Monitoring Application Email Delivery

envelope

Email Delivery Services

If you have ever used Mailgun or another similar email delivery service like SendGrid etc with a shared IP pool, you would have noticed that some emails are occasionally blocked even though your own spam rate is very low or zero. This usually happens because someone else assigned on the same shared IP as yours has been abusing the services by sending spam emails and the IP has been blacklisted. While Mailgun and SendGrid do actively trace and resolve these issues, but this still means that you are missing emails to your users, and if all you are sending are transactional emails that have high value to the users, this will affect their confidence in the service.

The easiest way to tackle these issues is to opt for a dedicated IP from the service providers. You would then be in control of your IP reputation and can avoid such issues in the future if you are sending good emails.

But a dedicated IP does not make sense for all teams. You might be starting a new project or have a very limited amounts of emails to deliver even on an already established product. In this case, it might be better to roll out your own email monitoring system, especially since it is very easy to manage and maintain.

Email Monitoring

The main use case of our monitoring solution is to track email failures and retry the email (which might obtain a new IP from the shared pool and thereby avoid the blacklisting). In case we are experiencing repeated failures, it might be a good idea to be notified so that we can manually intervene.
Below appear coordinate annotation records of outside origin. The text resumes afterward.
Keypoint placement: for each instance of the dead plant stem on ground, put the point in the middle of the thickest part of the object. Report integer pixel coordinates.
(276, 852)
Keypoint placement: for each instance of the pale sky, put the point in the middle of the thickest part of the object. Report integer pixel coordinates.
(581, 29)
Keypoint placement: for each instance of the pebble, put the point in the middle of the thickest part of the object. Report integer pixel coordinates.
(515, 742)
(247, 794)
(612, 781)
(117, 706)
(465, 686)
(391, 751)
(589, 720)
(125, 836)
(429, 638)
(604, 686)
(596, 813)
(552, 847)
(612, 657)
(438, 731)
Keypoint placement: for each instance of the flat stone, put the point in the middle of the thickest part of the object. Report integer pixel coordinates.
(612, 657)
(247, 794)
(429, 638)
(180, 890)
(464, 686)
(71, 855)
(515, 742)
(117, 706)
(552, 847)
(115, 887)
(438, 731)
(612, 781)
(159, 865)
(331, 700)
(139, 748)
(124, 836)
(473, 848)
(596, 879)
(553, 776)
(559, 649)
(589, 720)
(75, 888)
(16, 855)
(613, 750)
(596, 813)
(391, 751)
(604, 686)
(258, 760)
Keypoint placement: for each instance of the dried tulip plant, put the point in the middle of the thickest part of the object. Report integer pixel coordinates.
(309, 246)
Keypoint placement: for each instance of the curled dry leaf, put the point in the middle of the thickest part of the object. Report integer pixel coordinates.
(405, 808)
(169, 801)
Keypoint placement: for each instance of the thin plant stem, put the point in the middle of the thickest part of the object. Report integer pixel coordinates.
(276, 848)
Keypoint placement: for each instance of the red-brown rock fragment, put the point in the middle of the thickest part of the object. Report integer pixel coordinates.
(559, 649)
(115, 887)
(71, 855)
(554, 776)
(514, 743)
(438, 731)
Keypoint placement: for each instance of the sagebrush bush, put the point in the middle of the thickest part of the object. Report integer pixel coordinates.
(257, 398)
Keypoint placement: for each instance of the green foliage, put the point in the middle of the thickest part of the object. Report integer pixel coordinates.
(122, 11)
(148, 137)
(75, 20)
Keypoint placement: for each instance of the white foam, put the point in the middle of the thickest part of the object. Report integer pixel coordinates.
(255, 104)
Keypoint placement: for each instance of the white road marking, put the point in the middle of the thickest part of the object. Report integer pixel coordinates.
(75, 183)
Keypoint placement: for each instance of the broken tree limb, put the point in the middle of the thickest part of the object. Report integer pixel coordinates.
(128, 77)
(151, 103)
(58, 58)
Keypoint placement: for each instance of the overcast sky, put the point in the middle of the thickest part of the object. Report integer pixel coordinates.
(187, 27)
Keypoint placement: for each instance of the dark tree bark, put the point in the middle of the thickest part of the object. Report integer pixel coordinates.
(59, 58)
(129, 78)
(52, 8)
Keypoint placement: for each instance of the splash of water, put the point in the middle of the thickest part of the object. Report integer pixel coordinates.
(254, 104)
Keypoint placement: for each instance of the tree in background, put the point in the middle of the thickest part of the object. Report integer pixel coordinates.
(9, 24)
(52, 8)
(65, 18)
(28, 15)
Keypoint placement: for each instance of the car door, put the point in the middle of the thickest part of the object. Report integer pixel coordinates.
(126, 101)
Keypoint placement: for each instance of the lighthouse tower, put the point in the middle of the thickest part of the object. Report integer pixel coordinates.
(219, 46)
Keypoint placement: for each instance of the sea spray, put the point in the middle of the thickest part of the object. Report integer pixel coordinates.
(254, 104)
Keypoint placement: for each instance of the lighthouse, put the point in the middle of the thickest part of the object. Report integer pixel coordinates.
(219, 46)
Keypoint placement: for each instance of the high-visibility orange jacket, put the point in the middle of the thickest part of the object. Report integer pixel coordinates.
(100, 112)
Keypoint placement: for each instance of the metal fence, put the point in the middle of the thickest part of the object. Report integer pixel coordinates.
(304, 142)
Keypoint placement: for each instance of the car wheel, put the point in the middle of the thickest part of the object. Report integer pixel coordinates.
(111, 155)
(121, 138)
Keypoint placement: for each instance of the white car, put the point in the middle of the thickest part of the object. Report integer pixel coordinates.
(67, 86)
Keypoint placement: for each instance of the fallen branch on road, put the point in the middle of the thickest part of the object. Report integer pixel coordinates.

While all of this can be done in any framework, since I had recently the need for it in an Elixir/Phoenix app, that is what I will describe. I will be assuming Bamboo as our email library but this should again work even if you are using Swoosh or another library.

Email Schema

The first step is to create a schema to track all emails that you are queueing from the application. Let’s call it MyApp.Communication.Email. Since this step will probably be different for a lot of apps, I will just give a very brief list of the fields I have considered for the schema.

schema "emails" do
  field :attempt_at, :utc_datetime
  field :attempt_count, :integer
  field :mailgun_id, :string
  field :mailgun_url, :string
  field :delivered_recipients, {:array, :string}

  embeds_one :last_delivery_status, DeliveryStatus, on_replace: :delete do
    field :code, :integer
    field :message, :string
    field :attempt_no, :integer
    field :description, :string
  end

  timestamps()
end

Feel free to add or remove the fields as per your needs.

Tracking Queued Emails

The next step is to configure the Mailer to add your own method that will track the email after it has been queued to Mailgun.

@doc """
Delivers an email immediately and tracks its delivery.
"""
def deliver_now_with_tracking!(email) do
  case deliver_now(email, response: true) do
    {:error, error} ->
      raise error
    {:ok, _email, response} ->
      track_email(response)
      :ok
  end
end

@doc """
Queues an email for delivery and tracks its delivery.
"""
def deliver_later_with_tracking(nil), do: {:error, "no email"}
def deliver_later_with_tracking(email) do
  if Mix.env() == :test do
      deliver_now_with_tracking!(email)
  else
    Task.Supervisor.start_child(Bamboo.TaskSupervisor, fn ->
      deliver_now_with_tracking!(email)
    end)
  end
end

I assume this is pretty self explanatory. In addition to Bamboo’s deliver_now! and deliver_later, we now have two more methods that allow to track the email. The only thing of note here is we are passing response: true to Bamboo’s deliver methods to obtain the raw response from Mailgun. Mailgun responds with a json in the format {"id": "<message_id>"}. Here is our tracking code that just creates a new Email entry in the database:

defp track_email({:ok, %{"id" => id}}), do: MyApp.Communication.create_email(%{
  mailgun_id: id |> String.trim_leading("<") |> String.trim_trailing(">"),
  attempt_count: 1,
  attempt_at: Timex.now()
})
defp track_email(%{body: body, status_code: 200}), do: track_email(Jason.decode(body))
defp track_email(%Bamboo.Email{}) do
  if Mix.env() == :test, do: track_email(%{body: "{\"id\": \"<ID@mx.domain.ch>\"}", status_code: 200})
end
defp track_email(response), do: Logger.debug("Failed to track email. Response not recognized - #{inspect(response)}")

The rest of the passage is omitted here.